Here’s the reality: every day marketers fill mailboxes with more direct mail packages, call more homes with pitches, place more advertisements on radio and tv (remember when cable tv meant that there was no advertising?), and fill more magazine pages with ads.
And consumers are overwhelmed and not paying much attention anymore. According to David Shenk, in 1965, consumers reported recalling 34% of television ads. By 1990, that number dropped to 8%.
Between the messaging deluge and the fact that we are remembering less of what marketers are delivering to us, I remain unconvinced that a strategy of repeatedly delivering fundraising appeals through traditional “channels” (face-to-face, phone, direct mail, magazines, even electronically) will bring the levels of gift income your organization needs or deserves.

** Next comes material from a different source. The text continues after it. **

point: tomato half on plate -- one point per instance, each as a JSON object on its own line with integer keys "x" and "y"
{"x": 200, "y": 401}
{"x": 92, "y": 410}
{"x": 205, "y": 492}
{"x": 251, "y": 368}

What if, instead of focusing so much on the channels, we investigated how our donors experience our institutional brand? What specific experiences do our donors have when they interact with our institution? And, then, how do we repeatedly engage the senses of our donors and remind them why supporting our institution is important?
In his book, Brand Sense, Martin Lindstrom suggests that we should craft a “Five Dimensional Brand.” We should communicate our institutional brand through the five senses:
- Sight – the most seductive and powerful of all the senses – colors impact our emotions and images reinforce beliefs;
- Sound – has the ability to generate mood – just remember how you feel when you hear a favorite song from your college days;
- Smell – research shows that a full 75% of our emotions are generated by smell;
- Touch – has the power to increase well-being which is why we want to “stay in touch,” or feel “touched” when something good happens;
- Taste – the weakest of our five senses, but the power of eating an agreeable meal with friends is well understood.
So, how can we use the five senses in our work as advancement professionals? Here are questions that immediately come to mind:
- Does your direct mail packaging always deliver a distinctive touch and sight? For instance, what paper stock do you use for the envelope – standard #10 or distinctive to your organization?
- What about the smells and tastes you deliver during events? Have you thought about establishing a branded smell at your events? I know some admissions offices at colleges that spray the scent of freshly-baked brownies so that prospective new students will be reminded of a “warm, home smell.”
- And what about sound? What distinctive song or tune could you incorporate on your web-page, at events, or through e-solicitations which would remind donors of why your institution is worthy of support?
Yes, we should strategize around the channels we use to communicate with donors and prospective donors. But by itself, that is not enough. When we communicate through all five senses we give our institution the opportunity to create deeply-personal relationships with donors – relationships that encourage donors to remember us fondly.